First you should get an idea of what "Anomaly" means. An anomaly is an angle which can describe the position of the satellite in its orbit. The true anomaly is the actual angle made between the position of the satellite and the perigee. The true anomaly changes quickly when the satellite is close to the Earth and slowly when it is far from the Earth.
The mean anomaly is much simpler: it just increases linearly with from 0 to 360. It is zero when the satellite is at perigee. So if a satellite takes 100 minutes to orbit and it is perigee at time t=0, then it will be at 90degrees at t=25, 180degrees at t=50. The mean anomaly is just proportional to time. "Mean" here means "average", not "meaning".
The orbital elements will tell you the mean anomaly at a particular time (given as "days in the year" In your data, at day 320.81254693 of 2018 (the "epoch") the mean anomaly was 308.7017.

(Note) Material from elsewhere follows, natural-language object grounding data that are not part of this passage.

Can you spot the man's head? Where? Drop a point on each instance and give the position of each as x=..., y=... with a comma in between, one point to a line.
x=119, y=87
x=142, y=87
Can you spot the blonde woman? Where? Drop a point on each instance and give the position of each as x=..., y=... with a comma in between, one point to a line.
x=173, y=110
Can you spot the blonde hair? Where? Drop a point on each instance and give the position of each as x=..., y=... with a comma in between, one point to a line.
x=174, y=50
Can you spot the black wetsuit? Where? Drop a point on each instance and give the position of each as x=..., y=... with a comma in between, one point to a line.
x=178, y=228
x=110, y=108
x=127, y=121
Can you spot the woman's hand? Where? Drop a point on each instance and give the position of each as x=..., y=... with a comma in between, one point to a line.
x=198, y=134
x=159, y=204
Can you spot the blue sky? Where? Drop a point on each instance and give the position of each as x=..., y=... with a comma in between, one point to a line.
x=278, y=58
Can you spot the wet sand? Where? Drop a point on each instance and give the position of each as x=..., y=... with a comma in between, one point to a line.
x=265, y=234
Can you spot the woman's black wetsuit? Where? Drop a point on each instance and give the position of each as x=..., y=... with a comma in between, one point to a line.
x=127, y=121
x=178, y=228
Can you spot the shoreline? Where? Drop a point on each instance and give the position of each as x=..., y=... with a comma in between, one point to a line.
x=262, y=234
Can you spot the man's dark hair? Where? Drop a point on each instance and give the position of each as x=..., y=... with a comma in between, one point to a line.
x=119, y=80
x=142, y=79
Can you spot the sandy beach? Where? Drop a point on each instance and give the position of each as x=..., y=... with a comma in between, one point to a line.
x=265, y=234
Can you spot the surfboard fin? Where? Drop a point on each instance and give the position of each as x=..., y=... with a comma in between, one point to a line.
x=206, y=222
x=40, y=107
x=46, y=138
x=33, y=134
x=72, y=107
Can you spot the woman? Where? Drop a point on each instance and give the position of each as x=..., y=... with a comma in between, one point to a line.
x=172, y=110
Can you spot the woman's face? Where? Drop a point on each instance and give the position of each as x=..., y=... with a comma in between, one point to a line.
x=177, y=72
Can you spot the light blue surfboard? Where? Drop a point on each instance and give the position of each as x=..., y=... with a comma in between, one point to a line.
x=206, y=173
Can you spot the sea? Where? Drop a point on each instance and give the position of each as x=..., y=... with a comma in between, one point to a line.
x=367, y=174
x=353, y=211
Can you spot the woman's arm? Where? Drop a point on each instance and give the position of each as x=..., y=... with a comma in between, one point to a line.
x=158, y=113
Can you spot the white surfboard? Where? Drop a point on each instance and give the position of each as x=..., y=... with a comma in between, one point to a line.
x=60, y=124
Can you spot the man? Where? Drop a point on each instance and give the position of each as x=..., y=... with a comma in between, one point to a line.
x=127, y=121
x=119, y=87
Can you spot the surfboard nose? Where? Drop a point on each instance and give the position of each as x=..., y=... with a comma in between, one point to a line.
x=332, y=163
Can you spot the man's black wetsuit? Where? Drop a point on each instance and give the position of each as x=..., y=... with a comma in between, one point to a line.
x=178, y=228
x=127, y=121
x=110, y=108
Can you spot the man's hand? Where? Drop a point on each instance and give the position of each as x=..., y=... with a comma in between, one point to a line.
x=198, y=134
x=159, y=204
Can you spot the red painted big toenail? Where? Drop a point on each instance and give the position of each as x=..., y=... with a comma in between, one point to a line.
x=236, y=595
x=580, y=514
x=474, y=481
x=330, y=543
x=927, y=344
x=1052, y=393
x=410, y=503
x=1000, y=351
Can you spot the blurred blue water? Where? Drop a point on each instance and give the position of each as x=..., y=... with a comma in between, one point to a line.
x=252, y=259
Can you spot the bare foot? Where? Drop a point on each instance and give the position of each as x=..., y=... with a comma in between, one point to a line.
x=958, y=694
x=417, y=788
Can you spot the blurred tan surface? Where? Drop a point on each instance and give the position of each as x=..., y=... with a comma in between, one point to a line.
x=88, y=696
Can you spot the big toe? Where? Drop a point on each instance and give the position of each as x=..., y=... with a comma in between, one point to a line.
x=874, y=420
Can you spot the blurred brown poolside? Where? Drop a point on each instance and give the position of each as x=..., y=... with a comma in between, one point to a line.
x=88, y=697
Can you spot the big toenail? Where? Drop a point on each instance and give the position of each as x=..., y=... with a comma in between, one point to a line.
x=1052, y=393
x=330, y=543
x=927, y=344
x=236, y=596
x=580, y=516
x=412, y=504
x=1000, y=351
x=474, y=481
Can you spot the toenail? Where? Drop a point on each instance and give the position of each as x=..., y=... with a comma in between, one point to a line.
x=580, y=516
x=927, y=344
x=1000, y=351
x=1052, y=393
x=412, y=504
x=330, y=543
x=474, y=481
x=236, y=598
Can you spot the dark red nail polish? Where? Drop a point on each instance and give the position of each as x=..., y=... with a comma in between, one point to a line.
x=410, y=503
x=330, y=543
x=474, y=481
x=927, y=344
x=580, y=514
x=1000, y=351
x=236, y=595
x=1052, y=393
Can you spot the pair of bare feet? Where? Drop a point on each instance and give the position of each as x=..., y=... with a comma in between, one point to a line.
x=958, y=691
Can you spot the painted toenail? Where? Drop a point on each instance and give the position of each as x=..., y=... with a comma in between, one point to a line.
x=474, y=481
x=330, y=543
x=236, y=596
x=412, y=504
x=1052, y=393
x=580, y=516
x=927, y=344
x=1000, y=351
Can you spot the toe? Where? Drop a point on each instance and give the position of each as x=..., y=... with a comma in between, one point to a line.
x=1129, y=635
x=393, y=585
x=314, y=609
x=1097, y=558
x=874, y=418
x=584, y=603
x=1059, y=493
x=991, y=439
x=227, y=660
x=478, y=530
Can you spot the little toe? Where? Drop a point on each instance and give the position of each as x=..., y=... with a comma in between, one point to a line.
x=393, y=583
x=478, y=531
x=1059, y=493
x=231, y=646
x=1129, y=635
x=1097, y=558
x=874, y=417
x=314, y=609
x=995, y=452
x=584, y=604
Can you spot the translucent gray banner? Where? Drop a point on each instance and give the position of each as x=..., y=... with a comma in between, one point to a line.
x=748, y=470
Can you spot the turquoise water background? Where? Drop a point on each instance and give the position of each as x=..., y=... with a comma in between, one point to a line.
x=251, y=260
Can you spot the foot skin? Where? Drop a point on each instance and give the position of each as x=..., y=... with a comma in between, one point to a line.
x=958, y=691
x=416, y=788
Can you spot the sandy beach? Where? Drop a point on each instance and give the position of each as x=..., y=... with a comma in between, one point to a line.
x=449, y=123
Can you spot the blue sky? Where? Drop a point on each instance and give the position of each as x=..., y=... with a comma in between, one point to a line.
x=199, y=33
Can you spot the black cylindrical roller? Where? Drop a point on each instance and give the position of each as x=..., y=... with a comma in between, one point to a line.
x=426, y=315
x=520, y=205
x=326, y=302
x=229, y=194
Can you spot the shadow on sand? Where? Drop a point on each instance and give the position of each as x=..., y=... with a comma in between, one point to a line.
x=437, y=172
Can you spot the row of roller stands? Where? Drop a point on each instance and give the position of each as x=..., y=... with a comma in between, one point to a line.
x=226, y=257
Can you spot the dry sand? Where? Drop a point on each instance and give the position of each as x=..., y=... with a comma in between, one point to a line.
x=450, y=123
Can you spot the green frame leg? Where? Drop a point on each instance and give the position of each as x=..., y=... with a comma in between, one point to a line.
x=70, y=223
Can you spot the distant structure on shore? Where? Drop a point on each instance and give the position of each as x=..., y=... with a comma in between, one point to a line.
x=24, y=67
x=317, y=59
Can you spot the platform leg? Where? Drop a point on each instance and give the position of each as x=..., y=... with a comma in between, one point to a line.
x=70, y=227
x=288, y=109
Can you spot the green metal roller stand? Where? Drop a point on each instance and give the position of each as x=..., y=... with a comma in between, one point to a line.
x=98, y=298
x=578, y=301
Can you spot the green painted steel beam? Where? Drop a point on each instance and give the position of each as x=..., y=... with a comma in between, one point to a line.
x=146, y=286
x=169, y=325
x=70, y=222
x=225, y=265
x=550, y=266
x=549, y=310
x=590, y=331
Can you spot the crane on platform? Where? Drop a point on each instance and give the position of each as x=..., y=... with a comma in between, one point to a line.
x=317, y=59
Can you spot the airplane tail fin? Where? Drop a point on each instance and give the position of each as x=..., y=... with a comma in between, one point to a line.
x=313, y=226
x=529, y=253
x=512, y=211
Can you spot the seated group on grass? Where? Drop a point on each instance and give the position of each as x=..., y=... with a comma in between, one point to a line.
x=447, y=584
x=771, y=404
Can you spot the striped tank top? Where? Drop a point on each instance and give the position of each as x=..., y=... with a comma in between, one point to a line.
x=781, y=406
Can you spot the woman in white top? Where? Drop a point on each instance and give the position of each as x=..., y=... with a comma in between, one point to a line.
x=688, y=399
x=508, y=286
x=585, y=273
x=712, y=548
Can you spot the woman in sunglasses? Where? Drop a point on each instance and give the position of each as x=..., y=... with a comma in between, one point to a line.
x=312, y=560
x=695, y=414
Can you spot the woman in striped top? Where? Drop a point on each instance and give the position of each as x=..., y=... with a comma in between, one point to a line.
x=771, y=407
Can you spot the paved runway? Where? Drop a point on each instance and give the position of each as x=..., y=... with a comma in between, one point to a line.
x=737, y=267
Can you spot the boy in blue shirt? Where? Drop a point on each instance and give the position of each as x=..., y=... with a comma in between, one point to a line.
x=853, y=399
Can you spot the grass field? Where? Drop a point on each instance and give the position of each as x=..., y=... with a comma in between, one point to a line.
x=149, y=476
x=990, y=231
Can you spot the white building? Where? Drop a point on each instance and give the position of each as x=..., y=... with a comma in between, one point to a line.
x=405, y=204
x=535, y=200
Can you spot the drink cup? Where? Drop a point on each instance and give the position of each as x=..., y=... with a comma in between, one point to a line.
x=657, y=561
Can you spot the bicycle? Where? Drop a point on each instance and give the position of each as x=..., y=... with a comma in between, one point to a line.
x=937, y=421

You also know that the mean motion is 15.53998777. That is the number of orbits the satellite makes each day. One orbit is 360 degrees, so in 'n' days the mean anomaly will increase by 15.53998777 × 360 × n
You can now find the mean anomaly at any future time. For example 2.5 days after the epoch, at day 323.31254693, the anomaly will be 308.7017 + (15.53998777 × 360 × 2.5). You may need to reduce this angle to the range 0 to 360.
To add accuracy you can also use the fact that the orbital period is slowly changing (It is getting shorter as the ISS falls towards Earth due to drag). But this change is not quick and can be neglected over short periods of time.
Now you can work out how many days pass between the epoch and Dec 1st and you can work out the mean anomaly.
The question is worded strangely. It is an odd use of "which" and is unclear about the time. It should ask "What is the mean anomaly of the ISS at the epoch" and "What is the mean anomaly of the ISS at 00:00 on Dec 18th 2018"